Climate Change Litigation Takes an Ominous Turn

William Savitt and Anitha Reddy are partners and Bita Assad is an associate at Wachtell, Lipton, Rosen & Katz. This post is based on their Wachtell memorandum.

Last week witnessed a critical but largely unremarked advance for plaintiffs seeking to impose liability on major public companies for the social costs of climate change.

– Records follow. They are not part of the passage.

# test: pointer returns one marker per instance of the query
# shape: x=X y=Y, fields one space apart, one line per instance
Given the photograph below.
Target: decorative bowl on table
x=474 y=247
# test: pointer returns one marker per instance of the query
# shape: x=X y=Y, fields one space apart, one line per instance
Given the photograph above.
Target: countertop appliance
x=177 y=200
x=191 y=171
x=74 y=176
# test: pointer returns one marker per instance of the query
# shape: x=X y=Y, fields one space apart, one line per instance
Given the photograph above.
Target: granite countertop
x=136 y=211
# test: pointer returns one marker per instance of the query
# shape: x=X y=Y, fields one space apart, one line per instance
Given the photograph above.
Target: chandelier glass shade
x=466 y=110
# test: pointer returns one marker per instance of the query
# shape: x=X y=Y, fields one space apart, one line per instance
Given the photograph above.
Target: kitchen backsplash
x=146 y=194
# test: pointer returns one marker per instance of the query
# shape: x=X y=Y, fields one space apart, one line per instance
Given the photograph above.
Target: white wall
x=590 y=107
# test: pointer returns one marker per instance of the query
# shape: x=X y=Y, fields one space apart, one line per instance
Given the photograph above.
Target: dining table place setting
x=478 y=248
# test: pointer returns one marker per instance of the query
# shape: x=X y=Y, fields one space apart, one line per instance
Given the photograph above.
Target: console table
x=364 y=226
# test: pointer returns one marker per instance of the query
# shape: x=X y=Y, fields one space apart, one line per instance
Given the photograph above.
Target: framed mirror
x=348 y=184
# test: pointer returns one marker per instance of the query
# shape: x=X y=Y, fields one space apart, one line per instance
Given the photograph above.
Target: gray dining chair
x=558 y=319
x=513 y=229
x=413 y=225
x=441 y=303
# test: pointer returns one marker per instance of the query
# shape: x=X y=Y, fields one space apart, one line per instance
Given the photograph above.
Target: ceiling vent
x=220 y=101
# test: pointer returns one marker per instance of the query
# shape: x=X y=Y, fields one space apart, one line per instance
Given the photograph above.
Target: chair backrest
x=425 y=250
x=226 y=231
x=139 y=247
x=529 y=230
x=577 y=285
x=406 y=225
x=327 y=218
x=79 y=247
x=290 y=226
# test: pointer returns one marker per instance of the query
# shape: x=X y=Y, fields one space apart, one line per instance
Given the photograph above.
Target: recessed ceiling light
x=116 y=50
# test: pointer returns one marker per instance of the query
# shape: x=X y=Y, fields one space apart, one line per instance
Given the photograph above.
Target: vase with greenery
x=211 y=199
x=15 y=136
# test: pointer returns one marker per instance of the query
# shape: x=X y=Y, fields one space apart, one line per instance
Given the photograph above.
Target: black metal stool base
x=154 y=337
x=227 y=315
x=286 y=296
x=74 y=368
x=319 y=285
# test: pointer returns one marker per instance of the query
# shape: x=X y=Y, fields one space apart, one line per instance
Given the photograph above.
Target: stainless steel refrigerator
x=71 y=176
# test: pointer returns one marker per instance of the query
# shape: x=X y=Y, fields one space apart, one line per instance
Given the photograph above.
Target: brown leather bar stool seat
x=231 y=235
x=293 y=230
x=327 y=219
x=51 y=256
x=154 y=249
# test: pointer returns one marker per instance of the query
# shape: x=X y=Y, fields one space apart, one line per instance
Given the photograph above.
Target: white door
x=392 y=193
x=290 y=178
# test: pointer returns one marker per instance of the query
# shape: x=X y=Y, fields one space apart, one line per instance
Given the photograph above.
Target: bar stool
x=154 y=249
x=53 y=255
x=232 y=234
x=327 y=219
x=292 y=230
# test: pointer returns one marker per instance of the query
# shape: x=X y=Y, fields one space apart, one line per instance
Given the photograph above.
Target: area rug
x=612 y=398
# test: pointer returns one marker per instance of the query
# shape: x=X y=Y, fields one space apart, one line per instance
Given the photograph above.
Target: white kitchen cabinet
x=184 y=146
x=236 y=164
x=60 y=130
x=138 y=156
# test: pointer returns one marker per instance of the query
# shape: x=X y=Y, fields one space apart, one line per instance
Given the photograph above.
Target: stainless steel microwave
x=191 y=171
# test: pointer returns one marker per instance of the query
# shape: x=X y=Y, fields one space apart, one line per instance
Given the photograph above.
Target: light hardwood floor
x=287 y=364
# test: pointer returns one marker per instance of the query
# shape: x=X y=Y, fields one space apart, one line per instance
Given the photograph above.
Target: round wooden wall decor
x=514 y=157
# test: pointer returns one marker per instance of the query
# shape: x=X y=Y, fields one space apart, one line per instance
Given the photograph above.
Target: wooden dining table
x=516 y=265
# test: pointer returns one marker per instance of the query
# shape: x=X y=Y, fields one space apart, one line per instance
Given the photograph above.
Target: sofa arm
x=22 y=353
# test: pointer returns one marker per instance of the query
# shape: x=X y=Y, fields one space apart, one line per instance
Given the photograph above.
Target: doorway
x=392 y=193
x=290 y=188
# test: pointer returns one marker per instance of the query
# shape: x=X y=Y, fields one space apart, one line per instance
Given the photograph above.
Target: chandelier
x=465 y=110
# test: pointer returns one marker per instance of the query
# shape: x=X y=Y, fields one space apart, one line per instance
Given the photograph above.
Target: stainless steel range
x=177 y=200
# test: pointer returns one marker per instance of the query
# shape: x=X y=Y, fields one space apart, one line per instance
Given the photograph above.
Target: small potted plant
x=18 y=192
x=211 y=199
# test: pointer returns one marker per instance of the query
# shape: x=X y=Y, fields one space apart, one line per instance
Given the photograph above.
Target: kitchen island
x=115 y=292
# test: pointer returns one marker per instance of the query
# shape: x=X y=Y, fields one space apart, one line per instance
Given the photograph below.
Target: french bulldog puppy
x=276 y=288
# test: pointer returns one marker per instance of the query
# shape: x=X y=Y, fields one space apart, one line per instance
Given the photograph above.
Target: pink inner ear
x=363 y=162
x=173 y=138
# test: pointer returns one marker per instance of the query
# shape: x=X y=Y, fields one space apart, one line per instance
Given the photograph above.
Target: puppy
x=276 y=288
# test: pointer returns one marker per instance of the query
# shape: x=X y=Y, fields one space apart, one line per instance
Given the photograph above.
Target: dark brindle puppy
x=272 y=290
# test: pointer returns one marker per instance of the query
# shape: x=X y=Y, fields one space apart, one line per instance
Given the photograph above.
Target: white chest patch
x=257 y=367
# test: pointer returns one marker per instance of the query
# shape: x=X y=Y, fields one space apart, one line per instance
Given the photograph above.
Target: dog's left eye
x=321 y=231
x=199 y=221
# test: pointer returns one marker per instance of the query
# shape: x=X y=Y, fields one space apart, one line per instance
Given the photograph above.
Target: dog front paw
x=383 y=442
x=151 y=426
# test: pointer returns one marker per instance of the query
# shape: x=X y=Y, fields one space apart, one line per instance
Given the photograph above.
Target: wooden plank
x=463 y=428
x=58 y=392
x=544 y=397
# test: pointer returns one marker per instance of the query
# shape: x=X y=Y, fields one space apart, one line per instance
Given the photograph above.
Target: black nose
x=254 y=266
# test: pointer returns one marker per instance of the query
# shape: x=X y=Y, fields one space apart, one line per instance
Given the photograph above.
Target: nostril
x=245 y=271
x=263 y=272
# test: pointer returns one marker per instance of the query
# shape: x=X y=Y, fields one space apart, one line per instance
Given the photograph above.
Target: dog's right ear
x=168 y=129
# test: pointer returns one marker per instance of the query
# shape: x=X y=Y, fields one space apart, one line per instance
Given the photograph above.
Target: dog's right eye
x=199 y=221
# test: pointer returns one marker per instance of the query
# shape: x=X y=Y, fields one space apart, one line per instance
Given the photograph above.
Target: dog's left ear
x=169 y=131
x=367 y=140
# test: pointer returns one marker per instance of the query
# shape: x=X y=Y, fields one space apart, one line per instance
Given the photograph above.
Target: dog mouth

The Ninth Circuit’s ruling in City of Oakland v. BP PLC cleared the path for state-court litigation against corporate defendants on the theory that producing, distributing, using, or profiting from fossil fuels constitutes a “public nuisance.” The cities of Oakland and San Francisco sued large energy companies in California state court, seeking an order requiring them “to fund a climate change adaptation program for the cities.” The energy companies removed the case to federal court and moved to dismiss the complaint. The district court agreed with the energy companies that the cities’ state-law nuisance claim was governed by federal law. “If ever a problem cried out for a uniform and comprehensive solution,” wrote the district judge, it is the “geophysical problem” of climate change. “A patchwork of fifty different answers to the same fundamental global issue would be unworkable.” Unpersuaded, the Ninth Circuit concluded that the cities’ claim neither presented a “substantial question of federal law” nor was completely preempted by the federal Clean Air Act.

The Ninth Circuit’s decision invites countless actions by states, municipalities, and private litigants in state courts all over the country. Absent a mechanism for uniform federal adjudication, public policy regarding climate change—as in past mass-tort litigation—will be made case-by-case in a “patchwork” of state court decisions. As we have previously noted, the liability risk extends across the economy, far beyond the energy sector. And the tort system, when confronted with civil litigation claiming broad social injury, is often indiscriminate in extracting enormous damages from corporate defendants—even those seemingly far afield from the alleged liability-creating conduct.

Corporations and directors can nevertheless manage their exposure by actively evaluating climate-related risk, considering sustainability initiatives, implementing appropriate operational and board monitoring procedures, and documenting all these efforts. But the time to act is now—when the climate-related liability and fiduciary risk for most companies is visible but not yet acute.